I remember funds in the late 2000s, even up to the 2010s, with typical expense ratios around 2, 2.5, 3%, and sometimes these funds would also carry front-loads, back-loads, side-loads, whatever, taking another 50 or 75 basis points, their extra fee that I was supposed to pay based on my assumption that they had some special ability to pick stocks. Even this was an improvement from the 1960s, when the average load was 7%.
I remember when I started to see “No Load Funds” as an advertising point - it actually was big news that you wouldn’t have to pay a fee to buy or sell. They also usually had these cool, thought-provoking titles - always seemingly including words like “Opportunity,” “Quality,” “New Direction,” or whatever type of marketing-schlock somebody could think of to get me to part with my money. Up, down, or sideways, it didn’t really matter what they called them - they got their fees and I got the false notion that I was better off with the mutual fund managers looking out for me.
Since then, the steady downward pressure on fees has been amazing to watch, and even if you don’t consider yourself a Boglehead investor, I think you’ll have to give credit for Vanguard’s work in being at, well, the vanguard, of that move to lower fees for investors.
Current Thinking on Fees
Maybe we can now retire the question of fees from its pole position in debates. They are still something to pay attention to, but when the difference is two tenths of a percentage point, we’re probably at the stage where other issues about the funds in question are way more significant. A recent Twitter thread on the subject of fees made this point for me - there was general agreement that fees are important but not the “be all, end all” and the whole question is about much lower stakes now.
My checklist is now pretty simple:
- Does the fund I’mn thinking about do something that I either can’t do myself, or don’t want to do myself? DBMF is a great example - I simply don’t have the skills, experience, or available time to manage the complicated process of long and short futures contacts across dozens of asset classes.
- Is the fund relying on a systematic, rules-based decision-making process or is it discretionary? If the former, I’m ok with higher fees as compensation for being more vigilant. If the latter, then probably not, as that gets into active management. There is scant evidence that active managers who rely on discretionary stock-picking can consistently outperform the market, relative to their fees. A good example of a higher cost fund I prefer over a low-cost alternative is Avantis’s Small-Cap Value fund, AVUV.

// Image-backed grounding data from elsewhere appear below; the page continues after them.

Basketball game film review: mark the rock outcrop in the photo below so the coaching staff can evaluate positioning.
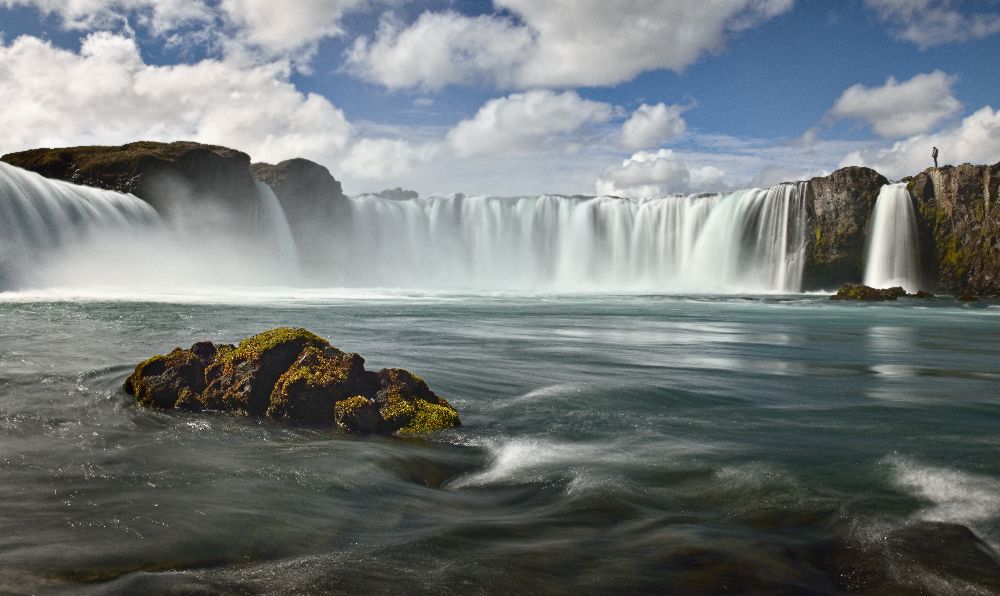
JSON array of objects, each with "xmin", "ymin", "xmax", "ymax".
[
  {"xmin": 1, "ymin": 141, "xmax": 259, "ymax": 220},
  {"xmin": 250, "ymin": 158, "xmax": 347, "ymax": 232},
  {"xmin": 803, "ymin": 167, "xmax": 888, "ymax": 290},
  {"xmin": 124, "ymin": 327, "xmax": 460, "ymax": 435},
  {"xmin": 374, "ymin": 187, "xmax": 419, "ymax": 201},
  {"xmin": 830, "ymin": 283, "xmax": 905, "ymax": 301},
  {"xmin": 829, "ymin": 283, "xmax": 933, "ymax": 301},
  {"xmin": 906, "ymin": 162, "xmax": 1000, "ymax": 294}
]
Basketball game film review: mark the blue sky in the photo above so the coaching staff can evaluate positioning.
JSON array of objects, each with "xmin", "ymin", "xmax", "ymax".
[{"xmin": 1, "ymin": 0, "xmax": 999, "ymax": 196}]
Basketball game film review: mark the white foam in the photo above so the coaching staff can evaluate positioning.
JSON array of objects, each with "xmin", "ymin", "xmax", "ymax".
[{"xmin": 889, "ymin": 455, "xmax": 1000, "ymax": 525}]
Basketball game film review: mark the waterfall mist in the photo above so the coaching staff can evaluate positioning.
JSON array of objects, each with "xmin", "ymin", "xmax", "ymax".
[
  {"xmin": 864, "ymin": 183, "xmax": 921, "ymax": 292},
  {"xmin": 1, "ymin": 162, "xmax": 812, "ymax": 295},
  {"xmin": 0, "ymin": 163, "xmax": 301, "ymax": 291}
]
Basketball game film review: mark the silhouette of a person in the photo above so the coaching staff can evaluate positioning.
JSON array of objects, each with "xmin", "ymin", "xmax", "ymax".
[{"xmin": 932, "ymin": 146, "xmax": 938, "ymax": 168}]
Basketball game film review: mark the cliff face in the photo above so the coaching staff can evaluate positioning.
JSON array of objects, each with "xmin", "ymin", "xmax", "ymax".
[
  {"xmin": 1, "ymin": 142, "xmax": 259, "ymax": 221},
  {"xmin": 907, "ymin": 163, "xmax": 1000, "ymax": 294},
  {"xmin": 250, "ymin": 158, "xmax": 347, "ymax": 234},
  {"xmin": 802, "ymin": 166, "xmax": 888, "ymax": 290}
]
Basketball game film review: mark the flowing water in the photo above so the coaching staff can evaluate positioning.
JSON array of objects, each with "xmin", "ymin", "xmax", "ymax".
[
  {"xmin": 1, "ymin": 291, "xmax": 999, "ymax": 594},
  {"xmin": 864, "ymin": 183, "xmax": 922, "ymax": 293},
  {"xmin": 3, "ymin": 166, "xmax": 999, "ymax": 593},
  {"xmin": 340, "ymin": 184, "xmax": 807, "ymax": 293}
]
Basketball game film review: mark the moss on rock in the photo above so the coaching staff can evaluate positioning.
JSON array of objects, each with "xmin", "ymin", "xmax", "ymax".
[
  {"xmin": 203, "ymin": 327, "xmax": 330, "ymax": 415},
  {"xmin": 267, "ymin": 345, "xmax": 376, "ymax": 424},
  {"xmin": 334, "ymin": 395, "xmax": 381, "ymax": 433},
  {"xmin": 830, "ymin": 283, "xmax": 907, "ymax": 301},
  {"xmin": 123, "ymin": 328, "xmax": 460, "ymax": 435}
]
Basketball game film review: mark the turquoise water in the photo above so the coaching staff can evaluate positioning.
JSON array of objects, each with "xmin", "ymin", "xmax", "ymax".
[{"xmin": 1, "ymin": 292, "xmax": 999, "ymax": 593}]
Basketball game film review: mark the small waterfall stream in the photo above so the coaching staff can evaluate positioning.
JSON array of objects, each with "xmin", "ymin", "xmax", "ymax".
[
  {"xmin": 253, "ymin": 180, "xmax": 300, "ymax": 274},
  {"xmin": 864, "ymin": 183, "xmax": 921, "ymax": 292}
]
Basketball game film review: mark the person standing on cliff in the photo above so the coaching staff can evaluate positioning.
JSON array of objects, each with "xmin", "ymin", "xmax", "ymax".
[{"xmin": 932, "ymin": 146, "xmax": 938, "ymax": 168}]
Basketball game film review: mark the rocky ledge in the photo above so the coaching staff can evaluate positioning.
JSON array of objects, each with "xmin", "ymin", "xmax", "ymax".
[
  {"xmin": 123, "ymin": 327, "xmax": 460, "ymax": 435},
  {"xmin": 830, "ymin": 283, "xmax": 933, "ymax": 301}
]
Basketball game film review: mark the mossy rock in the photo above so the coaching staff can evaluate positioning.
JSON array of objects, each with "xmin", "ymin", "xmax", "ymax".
[
  {"xmin": 124, "ymin": 343, "xmax": 217, "ymax": 409},
  {"xmin": 334, "ymin": 395, "xmax": 381, "ymax": 433},
  {"xmin": 267, "ymin": 346, "xmax": 377, "ymax": 424},
  {"xmin": 203, "ymin": 327, "xmax": 331, "ymax": 415},
  {"xmin": 122, "ymin": 328, "xmax": 461, "ymax": 435},
  {"xmin": 830, "ymin": 283, "xmax": 906, "ymax": 301},
  {"xmin": 376, "ymin": 368, "xmax": 461, "ymax": 434}
]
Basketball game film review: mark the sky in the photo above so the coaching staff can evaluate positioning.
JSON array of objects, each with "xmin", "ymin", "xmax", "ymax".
[{"xmin": 1, "ymin": 0, "xmax": 999, "ymax": 197}]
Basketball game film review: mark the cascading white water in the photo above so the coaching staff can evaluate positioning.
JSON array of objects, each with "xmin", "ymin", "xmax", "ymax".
[
  {"xmin": 1, "ymin": 160, "xmax": 810, "ymax": 294},
  {"xmin": 0, "ymin": 161, "xmax": 160, "ymax": 286},
  {"xmin": 864, "ymin": 183, "xmax": 921, "ymax": 292},
  {"xmin": 333, "ymin": 183, "xmax": 808, "ymax": 293},
  {"xmin": 253, "ymin": 180, "xmax": 300, "ymax": 273}
]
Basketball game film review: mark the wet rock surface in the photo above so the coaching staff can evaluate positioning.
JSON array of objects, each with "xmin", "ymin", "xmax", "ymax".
[
  {"xmin": 803, "ymin": 166, "xmax": 888, "ymax": 290},
  {"xmin": 907, "ymin": 162, "xmax": 1000, "ymax": 295},
  {"xmin": 1, "ymin": 141, "xmax": 259, "ymax": 219},
  {"xmin": 124, "ymin": 327, "xmax": 460, "ymax": 435}
]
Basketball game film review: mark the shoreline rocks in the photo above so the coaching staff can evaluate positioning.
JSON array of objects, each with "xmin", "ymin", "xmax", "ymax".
[{"xmin": 124, "ymin": 328, "xmax": 460, "ymax": 435}]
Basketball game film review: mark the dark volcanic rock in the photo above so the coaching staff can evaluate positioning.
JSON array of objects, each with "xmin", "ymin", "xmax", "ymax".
[
  {"xmin": 830, "ymin": 283, "xmax": 907, "ymax": 301},
  {"xmin": 123, "ymin": 327, "xmax": 460, "ymax": 435},
  {"xmin": 1, "ymin": 141, "xmax": 260, "ymax": 221},
  {"xmin": 250, "ymin": 158, "xmax": 347, "ymax": 232},
  {"xmin": 907, "ymin": 162, "xmax": 1000, "ymax": 295},
  {"xmin": 803, "ymin": 166, "xmax": 888, "ymax": 290},
  {"xmin": 374, "ymin": 187, "xmax": 419, "ymax": 201}
]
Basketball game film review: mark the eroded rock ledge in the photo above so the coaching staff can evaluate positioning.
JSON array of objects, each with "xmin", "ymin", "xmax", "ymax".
[{"xmin": 123, "ymin": 327, "xmax": 460, "ymax": 435}]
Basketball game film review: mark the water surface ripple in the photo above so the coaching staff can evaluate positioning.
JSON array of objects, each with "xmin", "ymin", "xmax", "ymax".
[{"xmin": 1, "ymin": 293, "xmax": 999, "ymax": 594}]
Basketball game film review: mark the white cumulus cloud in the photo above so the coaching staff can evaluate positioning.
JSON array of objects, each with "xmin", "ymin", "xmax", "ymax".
[
  {"xmin": 447, "ymin": 90, "xmax": 614, "ymax": 157},
  {"xmin": 839, "ymin": 105, "xmax": 1000, "ymax": 178},
  {"xmin": 219, "ymin": 0, "xmax": 362, "ymax": 61},
  {"xmin": 339, "ymin": 138, "xmax": 438, "ymax": 180},
  {"xmin": 830, "ymin": 71, "xmax": 961, "ymax": 138},
  {"xmin": 0, "ymin": 32, "xmax": 351, "ymax": 164},
  {"xmin": 0, "ymin": 0, "xmax": 212, "ymax": 33},
  {"xmin": 595, "ymin": 149, "xmax": 728, "ymax": 198},
  {"xmin": 0, "ymin": 0, "xmax": 364, "ymax": 62},
  {"xmin": 344, "ymin": 11, "xmax": 532, "ymax": 91},
  {"xmin": 346, "ymin": 0, "xmax": 794, "ymax": 90},
  {"xmin": 865, "ymin": 0, "xmax": 1000, "ymax": 47},
  {"xmin": 621, "ymin": 103, "xmax": 688, "ymax": 150}
]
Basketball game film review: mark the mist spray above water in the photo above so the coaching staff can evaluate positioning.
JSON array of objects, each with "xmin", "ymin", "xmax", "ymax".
[
  {"xmin": 864, "ymin": 183, "xmax": 921, "ymax": 292},
  {"xmin": 0, "ymin": 162, "xmax": 303, "ymax": 290}
]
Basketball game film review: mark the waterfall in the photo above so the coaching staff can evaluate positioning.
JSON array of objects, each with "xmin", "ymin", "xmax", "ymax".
[
  {"xmin": 864, "ymin": 183, "xmax": 921, "ymax": 292},
  {"xmin": 0, "ymin": 161, "xmax": 160, "ymax": 287},
  {"xmin": 1, "ymin": 161, "xmax": 811, "ymax": 293},
  {"xmin": 333, "ymin": 183, "xmax": 808, "ymax": 293},
  {"xmin": 253, "ymin": 180, "xmax": 300, "ymax": 274}
]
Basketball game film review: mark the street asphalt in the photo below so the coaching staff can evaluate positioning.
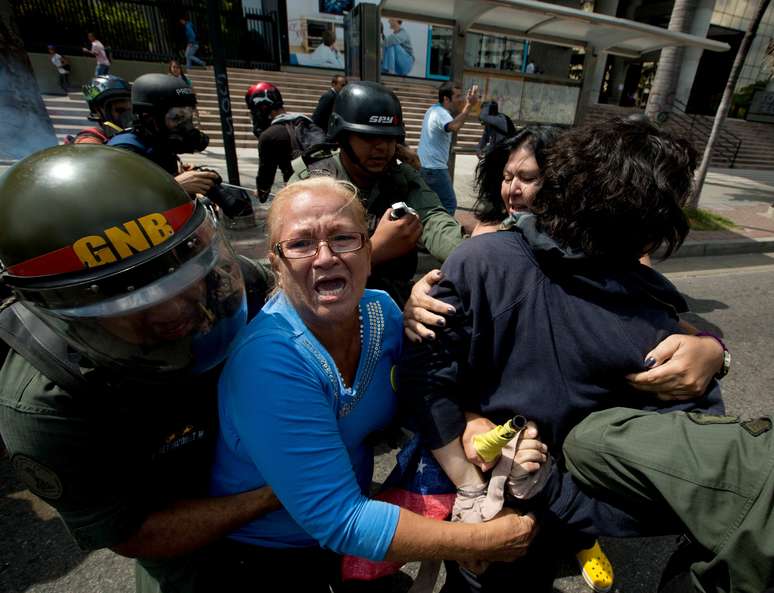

I guess the best news for investors is that fees are one thing you don’t need to worry about quite as much as you used to. If they are still important to you, then staying in the Vanguard universe is fine. For a little bit more oomph, then the funds from Avantis and Dimensional Fund Advisors (DFA) are great, and if you’re rich enough, AQR might be the best of all.
If you do leave Vanguard for those other fund families, make sure to give Vanguard a respectful wave goodbye - we DIYers owe them a lot!